A string of revolutionary civil lawsuits has grown under the 2008 Trafficking Victims Protection Reauthorization Act (TVPRA), which gives human trafficking survivors the ability to recover damages from corporations that have profited from turning a blind eye to trafficking. Babin Law filed the first lawsuit under the TVPRA against hotels. They believe the TVPRA is not only a promising tool for survivors to seek justice, but also establishes a duty for corporations to adopt stricter policies to identify and prevent trafficking within their operations. This presentation will provide an overview of the TVPRA and different cases brought against corporations. Sex trafficking survivors filed lawsuits against hotels as well as technology companies such as Backpage, Pornhub, Twitter, and others. Labor trafficking survivors have also sued companies for profiting from forced labor, such as Nestle, Mars, and Hershey who source chocolate made from child labor in the Ivory Coast. After explaining the evolution of TVPRA lawsuits against corporations, the presenter will delve deeper into the cases against hotels. The hotel industry has turned a blind eye to the obvious signs of human trafficking and continued to profit by renting rooms to traffickers. These lawsuits show the need for industry-wide change in hotel policies and procedures, like mandatory training and security protocols, to protect survivors of trafficking. Finally, these cases have a positive impact on survivors by providing a new tool to recover damages from their trafficking and a way for their story to be heard.

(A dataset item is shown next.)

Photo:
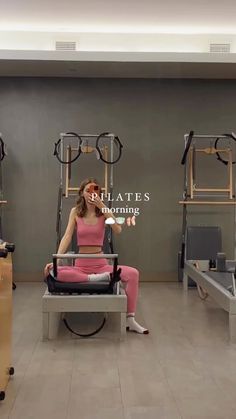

Trigger Warning: This presentation contains information (written, spoken, or visual) that may be triggering or (re)traumatizing to attendees.
Kristina Aiad-Toss is an Attorney at Babin Law representing human trafficking survivors in federal litigation against corporate hotel defendants. Kristina works with the American Bar Association and other non-profits on anti-sex and labor trafficking projects. Babin Law was the first firm to bring a human trafficking civil lawsuit against hotels.